Do I pay tax on my buy to let property and tax on rental income? This is a question that is asked many times by landlords.
The short answer is yes all UK landlords who own buy-to-let properties must pay tax on any profit after deducting allowances and expenses.
What Expenses And Allowances Can Landlords Claim?
When you become a landlord your buy to let property will need to be maintained and this will have to be paid for by you the landlord. These will be the expenses to run and maintain the rented property and you can claim for this as maintenance and repairs. The repairs must be solely for this property and must be proportioned accordingly in relation to what your expenditure is for each item.
There are several ways in which landlords rent their buy-to-let properties. One way is when they include all bills i.e. water rates, council tax, service charge, gas, electricity, garden maintenance estate agency fees, landlords insurance etc.
Landlords can also claim all the administration, i.e. accountants, solicitors fees, all phone calls, and letters or documents that you may have to draft or have drafted by an external professional.
These are all allowable expenses and can be claimed for at the end of the year as part of your expenses.
Buy To Let Relief On Mortgage Payments
In 2019-20 the government has changed the way in which you can now claim interest on your mortgage payments, this will mean that landlords will pay a higher rate of tax on their buy-to-let property investment.

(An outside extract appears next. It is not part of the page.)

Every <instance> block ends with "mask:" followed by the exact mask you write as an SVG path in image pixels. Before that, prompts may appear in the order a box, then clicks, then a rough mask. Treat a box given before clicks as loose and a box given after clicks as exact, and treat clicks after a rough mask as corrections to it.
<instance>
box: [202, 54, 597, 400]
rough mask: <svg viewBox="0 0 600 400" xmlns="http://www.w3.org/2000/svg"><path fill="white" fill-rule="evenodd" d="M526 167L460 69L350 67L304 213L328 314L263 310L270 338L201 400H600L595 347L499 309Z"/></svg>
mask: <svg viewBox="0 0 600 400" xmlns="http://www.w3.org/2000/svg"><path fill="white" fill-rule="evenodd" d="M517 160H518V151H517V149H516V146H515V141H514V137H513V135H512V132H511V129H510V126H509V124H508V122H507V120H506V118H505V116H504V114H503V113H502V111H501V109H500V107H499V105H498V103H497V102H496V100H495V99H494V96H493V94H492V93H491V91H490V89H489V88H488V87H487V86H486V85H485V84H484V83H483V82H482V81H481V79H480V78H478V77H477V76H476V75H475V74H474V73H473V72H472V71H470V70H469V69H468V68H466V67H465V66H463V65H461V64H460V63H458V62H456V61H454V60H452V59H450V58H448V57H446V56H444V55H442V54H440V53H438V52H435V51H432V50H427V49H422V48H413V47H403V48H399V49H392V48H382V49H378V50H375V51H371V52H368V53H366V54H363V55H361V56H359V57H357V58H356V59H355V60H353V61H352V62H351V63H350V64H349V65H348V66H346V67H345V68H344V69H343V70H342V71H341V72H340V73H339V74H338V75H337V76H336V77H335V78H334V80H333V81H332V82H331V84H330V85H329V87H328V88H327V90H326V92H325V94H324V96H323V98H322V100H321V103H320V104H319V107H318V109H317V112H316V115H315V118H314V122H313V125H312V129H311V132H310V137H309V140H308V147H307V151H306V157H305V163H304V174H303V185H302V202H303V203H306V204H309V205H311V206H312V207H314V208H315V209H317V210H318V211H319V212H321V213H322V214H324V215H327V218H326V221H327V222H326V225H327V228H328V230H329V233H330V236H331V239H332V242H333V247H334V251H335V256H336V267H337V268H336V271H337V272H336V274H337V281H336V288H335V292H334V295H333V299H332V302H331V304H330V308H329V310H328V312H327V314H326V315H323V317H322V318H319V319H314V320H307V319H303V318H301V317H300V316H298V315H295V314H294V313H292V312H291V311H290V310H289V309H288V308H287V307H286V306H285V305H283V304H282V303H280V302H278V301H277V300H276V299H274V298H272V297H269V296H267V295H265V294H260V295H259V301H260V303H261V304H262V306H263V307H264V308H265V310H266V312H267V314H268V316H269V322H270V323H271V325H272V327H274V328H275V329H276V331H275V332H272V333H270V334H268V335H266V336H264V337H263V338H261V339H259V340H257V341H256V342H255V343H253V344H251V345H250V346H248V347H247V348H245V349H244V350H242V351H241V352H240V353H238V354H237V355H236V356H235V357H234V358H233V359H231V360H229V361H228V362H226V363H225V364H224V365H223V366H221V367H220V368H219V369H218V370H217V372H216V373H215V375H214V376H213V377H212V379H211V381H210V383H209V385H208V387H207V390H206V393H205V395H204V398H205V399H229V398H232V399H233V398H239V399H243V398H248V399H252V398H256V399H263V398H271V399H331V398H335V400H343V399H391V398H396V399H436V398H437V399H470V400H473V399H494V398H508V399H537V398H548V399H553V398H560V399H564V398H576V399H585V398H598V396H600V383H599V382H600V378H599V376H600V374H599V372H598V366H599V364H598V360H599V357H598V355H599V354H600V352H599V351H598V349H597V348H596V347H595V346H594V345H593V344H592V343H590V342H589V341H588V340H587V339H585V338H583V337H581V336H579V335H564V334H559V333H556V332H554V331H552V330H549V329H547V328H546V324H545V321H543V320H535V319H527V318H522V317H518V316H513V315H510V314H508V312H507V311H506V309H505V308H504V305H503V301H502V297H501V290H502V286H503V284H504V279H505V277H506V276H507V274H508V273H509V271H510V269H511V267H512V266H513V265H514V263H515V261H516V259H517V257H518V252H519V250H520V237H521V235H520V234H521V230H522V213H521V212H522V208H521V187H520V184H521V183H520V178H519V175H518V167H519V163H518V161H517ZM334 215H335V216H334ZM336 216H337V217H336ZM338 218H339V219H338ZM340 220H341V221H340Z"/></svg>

It is always best to seek the advice of your accountant who will be able to ascertain what tax liability you will have to incur at the end of the year. There are many aspects that have to be taken into consideration. Make sure that you draft a document to show what expenses you have paid for so that this can be deducted and thus reduce your tax liability.
What Can A Landlord Deduct As An Expense?
Landlords who purchase a property that either needs to be extended, or renovating will not be able to deduct this from their overall tax liability.
Solely For The Property
If as a landlord you are renting your house any expenditure you make must be for the property exclusively. What this means is that lets say you live within the house, or you are only renting a certain space, then you will only be allowed to deduct that space, this could mean that heating certain areas and possibly lighting certain parts as other areas may be occupied privately.
Landlords Wear And Tear
The new wear and tear allowance has now changed this in turn means that a landlord can now only claim tax relief on domestic items that you are replacing. If the landlord decides to purchase new furniture or items within the property then this is not tax deductible.
So what Is Classed As Domestic Items?
There are lists published by the government that specifically lists all items. These include replacement beds, washing machines, tumble driers, sofas, curtains, blinds, carpets, kitchen equipment, cutlery, etc.
There are also guidelines in relation to purchasing price, so if you have purchased an item for a lot more because it’s better quality than already at the home, then you will only be able to claim a like for like ie the original price of the already installed item. The government also allows you to charge for any disposal of the goods that you may have to instruct a third party company for.
Final Deductions And Tax Relief – What To Do
A landlord will be able to deduct all the cost of replacing domestic items, as long as they follow the government guidelines, so for any items that need to be replaced make sure that you keep all records and invoices, as your accountant will need this when working out your net profit for the year.